Before the emergence of antibiotics and vaccines, infectious diseases represented a great threat to human society. Nowadays, high vaccination coverage has helped to significantly reduce the incidence of many infectious diseases. For infected patients, especially those who are infected with bacterial diseases, clinicians can choose from a wide range of antibiotics. The achievements in the development of vaccines and antibiotics have caused many to feel that the war against infectious diseases is winnable. However, the brutal fact is that several novel infectious diseases have emerged within the first 20 years of the 21st century including severe acute respiratory syndrome (SARS), middle east respiratory syndrome (MERS), and, recently, the 2019 novel coronavirus (2019-nCoV). The emergence of these novel infectious diseases reminds us that there is a long way to go in the war against infectious diseases.

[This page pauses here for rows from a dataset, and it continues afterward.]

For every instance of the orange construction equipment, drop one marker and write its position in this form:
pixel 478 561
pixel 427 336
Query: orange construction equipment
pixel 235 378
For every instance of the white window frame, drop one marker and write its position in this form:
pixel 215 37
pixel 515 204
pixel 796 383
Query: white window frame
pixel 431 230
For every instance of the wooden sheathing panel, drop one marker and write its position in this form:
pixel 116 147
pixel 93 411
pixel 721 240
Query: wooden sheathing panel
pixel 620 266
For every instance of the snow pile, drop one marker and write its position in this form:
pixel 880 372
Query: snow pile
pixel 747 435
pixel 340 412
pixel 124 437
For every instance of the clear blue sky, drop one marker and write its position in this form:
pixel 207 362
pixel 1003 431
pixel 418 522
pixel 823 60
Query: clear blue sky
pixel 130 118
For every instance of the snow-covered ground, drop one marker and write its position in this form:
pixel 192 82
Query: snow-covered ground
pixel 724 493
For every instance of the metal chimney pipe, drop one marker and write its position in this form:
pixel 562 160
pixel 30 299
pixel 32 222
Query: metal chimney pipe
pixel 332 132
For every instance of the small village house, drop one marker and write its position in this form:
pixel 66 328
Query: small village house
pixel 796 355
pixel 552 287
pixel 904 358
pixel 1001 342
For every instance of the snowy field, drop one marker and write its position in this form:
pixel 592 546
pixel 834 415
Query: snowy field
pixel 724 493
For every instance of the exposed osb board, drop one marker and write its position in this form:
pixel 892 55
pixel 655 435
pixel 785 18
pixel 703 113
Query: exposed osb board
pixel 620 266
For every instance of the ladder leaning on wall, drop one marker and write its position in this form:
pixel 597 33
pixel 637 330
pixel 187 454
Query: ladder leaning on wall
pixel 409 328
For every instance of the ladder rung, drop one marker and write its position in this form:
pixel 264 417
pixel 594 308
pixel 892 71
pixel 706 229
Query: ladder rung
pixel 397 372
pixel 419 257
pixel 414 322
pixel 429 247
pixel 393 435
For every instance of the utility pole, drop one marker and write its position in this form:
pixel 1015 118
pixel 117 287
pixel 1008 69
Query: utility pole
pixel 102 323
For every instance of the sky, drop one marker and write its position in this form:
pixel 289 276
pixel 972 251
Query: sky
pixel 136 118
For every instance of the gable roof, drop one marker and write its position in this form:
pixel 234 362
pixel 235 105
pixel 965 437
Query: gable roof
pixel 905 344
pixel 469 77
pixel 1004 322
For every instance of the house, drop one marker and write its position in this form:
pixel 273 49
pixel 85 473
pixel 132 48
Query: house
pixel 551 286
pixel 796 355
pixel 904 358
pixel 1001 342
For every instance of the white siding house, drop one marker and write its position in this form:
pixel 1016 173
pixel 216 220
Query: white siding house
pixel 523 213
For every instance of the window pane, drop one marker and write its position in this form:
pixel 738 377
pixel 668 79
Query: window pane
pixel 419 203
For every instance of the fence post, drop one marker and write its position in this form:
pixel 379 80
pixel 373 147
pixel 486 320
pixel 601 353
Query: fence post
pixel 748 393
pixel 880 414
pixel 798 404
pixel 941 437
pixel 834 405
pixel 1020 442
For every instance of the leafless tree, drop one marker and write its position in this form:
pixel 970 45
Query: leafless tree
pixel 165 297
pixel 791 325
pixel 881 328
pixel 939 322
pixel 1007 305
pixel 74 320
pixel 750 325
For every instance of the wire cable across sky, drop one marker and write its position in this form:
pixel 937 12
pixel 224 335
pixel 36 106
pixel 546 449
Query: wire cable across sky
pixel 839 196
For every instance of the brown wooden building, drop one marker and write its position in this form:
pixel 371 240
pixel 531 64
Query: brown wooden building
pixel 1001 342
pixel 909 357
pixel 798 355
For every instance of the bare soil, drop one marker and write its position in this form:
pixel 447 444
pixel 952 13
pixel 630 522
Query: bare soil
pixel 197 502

Timely and accurate diagnosis is the first essential step in the management of infectious diseases. Traditionally, microbiological approaches, such as culture and staining, have been the gold standards for diagnosing infectious diseases. However, these approaches are labor- and time-consuming, which does not allow for rapid diagnosis. Moreover, staff in the clinical microbiology department require specialized training. Currently, body fluid biomarkers and some novel laboratory technologies (e.g., nucleic acid amplification test (NAAT) and mass spectrum) are widely used in the clinical laboratory setting, and represent the major approaches for the diagnosis of infectious diseases. In this special series of Annals of Translational Medicine, experienced clinicians, microbiologists, and laboratory technicians contribute some of their valuable works in the field of laboratory testing of infectious diseases.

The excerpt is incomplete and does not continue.